Another is that one must confront political realities as they are, not as one wishes them to be. Had Trump recognized the political realities of the (horribly flawed) ULURP public review process sooner, he might have avoided delays and financial struggles; similarly, Nadler’s petty opposition to highway relocation only harmed his constituents. Urban leaders ought to approach the incoming administration with similar political realities in mind, focusing on collaboration where possible rather than self-defeating “resistance.”
The story also teaches us that constructive community engagement can overcome the Culture of No and deliver a veto-proof consensus and superior results: in this case, a more neighborhood-friendly project that was bolder and better than what the neighborhood envisioned (though, amidst New York’s ongoing housing shortage, one mourns the 30,000 middle-income apartments Trump proposed back in 1975). It takes a durable coalition united by a shared vision to get to “yes.”
In this new administration, cities should embrace the “beautiful process” and seek potential areas of alignment with the administration on shared policy priorities like housing, transportation, and public safety. Democratic mayors like New York Mayor Eric Adams and Washington DC Mayor Muriel Bowser have already met with Trump to discuss how they can collaborate to solve urban problems. Perhaps Congressman Jerry Nadler should revisit his earlier views and schedule a visit to the White House to help deliver on Riverside South’s original vision.

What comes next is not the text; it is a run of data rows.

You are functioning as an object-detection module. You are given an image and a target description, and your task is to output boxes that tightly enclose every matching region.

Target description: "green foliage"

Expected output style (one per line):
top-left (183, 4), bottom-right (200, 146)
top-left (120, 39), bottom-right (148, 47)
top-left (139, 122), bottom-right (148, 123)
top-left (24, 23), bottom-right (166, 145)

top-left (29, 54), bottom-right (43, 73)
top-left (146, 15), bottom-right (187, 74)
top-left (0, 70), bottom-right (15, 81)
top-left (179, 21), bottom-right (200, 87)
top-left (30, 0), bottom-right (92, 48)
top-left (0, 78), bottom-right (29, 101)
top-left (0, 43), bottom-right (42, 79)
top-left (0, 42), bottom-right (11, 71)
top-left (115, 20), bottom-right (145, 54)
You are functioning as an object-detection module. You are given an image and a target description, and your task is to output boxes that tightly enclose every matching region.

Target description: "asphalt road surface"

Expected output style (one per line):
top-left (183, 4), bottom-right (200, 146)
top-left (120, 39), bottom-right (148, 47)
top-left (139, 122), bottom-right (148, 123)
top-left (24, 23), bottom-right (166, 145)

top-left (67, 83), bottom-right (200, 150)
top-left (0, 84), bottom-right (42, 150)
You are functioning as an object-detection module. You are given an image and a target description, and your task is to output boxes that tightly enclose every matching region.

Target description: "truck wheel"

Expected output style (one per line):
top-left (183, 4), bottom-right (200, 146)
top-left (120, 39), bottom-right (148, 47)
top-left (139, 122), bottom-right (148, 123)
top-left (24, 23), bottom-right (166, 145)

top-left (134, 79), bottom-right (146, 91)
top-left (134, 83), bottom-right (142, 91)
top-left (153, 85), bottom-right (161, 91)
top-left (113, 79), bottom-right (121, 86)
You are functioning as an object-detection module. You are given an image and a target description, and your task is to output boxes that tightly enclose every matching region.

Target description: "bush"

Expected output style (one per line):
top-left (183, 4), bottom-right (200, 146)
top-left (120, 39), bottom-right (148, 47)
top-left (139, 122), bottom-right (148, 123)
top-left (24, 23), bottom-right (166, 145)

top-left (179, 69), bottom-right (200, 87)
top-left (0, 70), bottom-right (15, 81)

Even he has to realize, for better or worse, we’re all living in Trump City now.
Great article. Thank you for taking the time to write it.
As a resident of NYC then, I remember that project. I mourn how NIMBYism always seeks to cut large scale projects “down to size.” Even if someone didn’t like the details of Trump’s vision, it is “thinking big” that made New York a great city.
As for that particular project, its most horrible manifestation of NIMBYism was Rep. Nadler’s spiteful action to prevent the highway from being put underground, as Trump offered to do. In order to spite Trump all he did was create a permanent eyesore for residents of that neighborhood, as you point out.
As Trump would say, “That is so sad.”
(Incidentally, I am not a Trump supporter, but I do support the right of property developers to decide how to build on their property.)